I did a search and came up blank, so here goes:

Bought an 16G iPhone about 2 weeks ago. Downloaded some apps to my MacBook running 10.4.* and sync'd everything to the phone. All was good. I upgraded to Leopard and now iTunes does not recognize my phone. iPhoto opens up and I can download any pics I've taken but it doesn't show up in iTunes. I've tried all the options on the Apple troubleshooting site (everything except erasing everything only because I'm out of town and using my contact list quite heavily.)
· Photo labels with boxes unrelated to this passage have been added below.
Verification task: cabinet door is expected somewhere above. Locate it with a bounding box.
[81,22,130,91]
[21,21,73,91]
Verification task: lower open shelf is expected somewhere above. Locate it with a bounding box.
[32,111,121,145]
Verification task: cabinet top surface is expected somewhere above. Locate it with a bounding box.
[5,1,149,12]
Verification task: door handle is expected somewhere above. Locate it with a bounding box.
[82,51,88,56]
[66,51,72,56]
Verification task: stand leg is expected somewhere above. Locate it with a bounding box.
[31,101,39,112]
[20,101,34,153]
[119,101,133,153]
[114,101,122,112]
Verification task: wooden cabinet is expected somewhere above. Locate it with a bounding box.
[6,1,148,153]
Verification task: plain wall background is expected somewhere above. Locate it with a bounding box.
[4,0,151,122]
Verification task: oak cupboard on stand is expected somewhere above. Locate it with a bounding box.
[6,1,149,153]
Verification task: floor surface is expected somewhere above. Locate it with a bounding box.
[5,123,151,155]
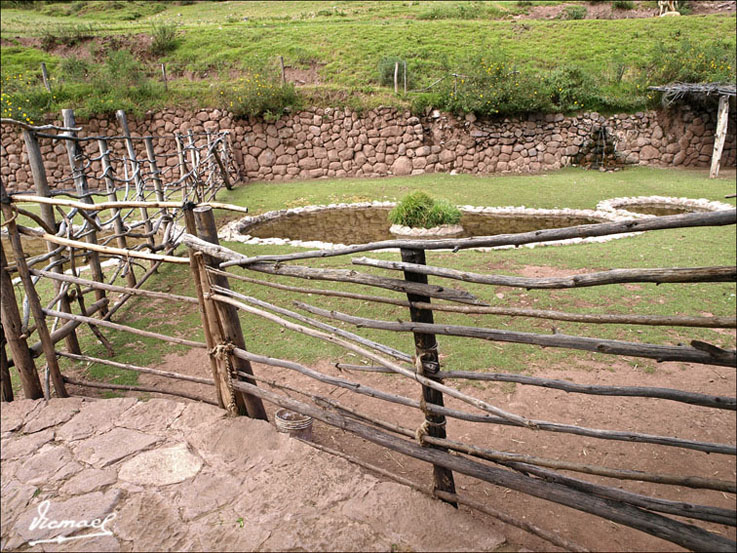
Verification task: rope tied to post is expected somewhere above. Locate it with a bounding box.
[208,340,238,416]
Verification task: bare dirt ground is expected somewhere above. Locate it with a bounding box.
[514,0,737,19]
[128,340,736,551]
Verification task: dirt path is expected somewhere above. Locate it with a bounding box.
[0,398,504,551]
[143,344,737,551]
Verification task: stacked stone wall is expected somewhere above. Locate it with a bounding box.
[0,102,737,191]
Any suggestions? If it has to be replaced what's the procedure?

Dave


----------



## whatiwant (Feb 21, 2008)

Rubble said:


> I did a search and came up blank, so here goes:
> 
> Bought an 16G iPhone about 2 weeks ago. Downloaded some apps to my MacBook running 10.4.* and sync'd everything to the phone. All was good. I upgraded to Leopard and now iTunes does not recognize my phone. iPhoto opens up and I can download any pics I've taken but it doesn't show up in iTunes. I've tried all the options on the Apple troubleshooting site (everything except erasing everything only because I'm out of town and using my contact list quite heavily.)
> 
> ...


Apple - Support - Discussions - iphone does not show up in iTunes after ...


----------



## Rubble (Mar 4, 2007)

Thanks for the link, I found it after I posted this thread. I confirmed I was running iTunes 7.7.1 but decided to try downloading and reinstalling it. After a successful re-install and restart, I'm up and running again.

Thanks,

Dave


----------



## whatiwant (Feb 21, 2008)

Rubble said:


> Thanks for the link, I found it after I posted this thread. I confirmed I was running iTunes 7.7.1 but decided to try downloading and reinstalling it. After a successful re-install and restart, I'm up and running again.
> 
> Thanks,
> 
> Dave


go team!


----------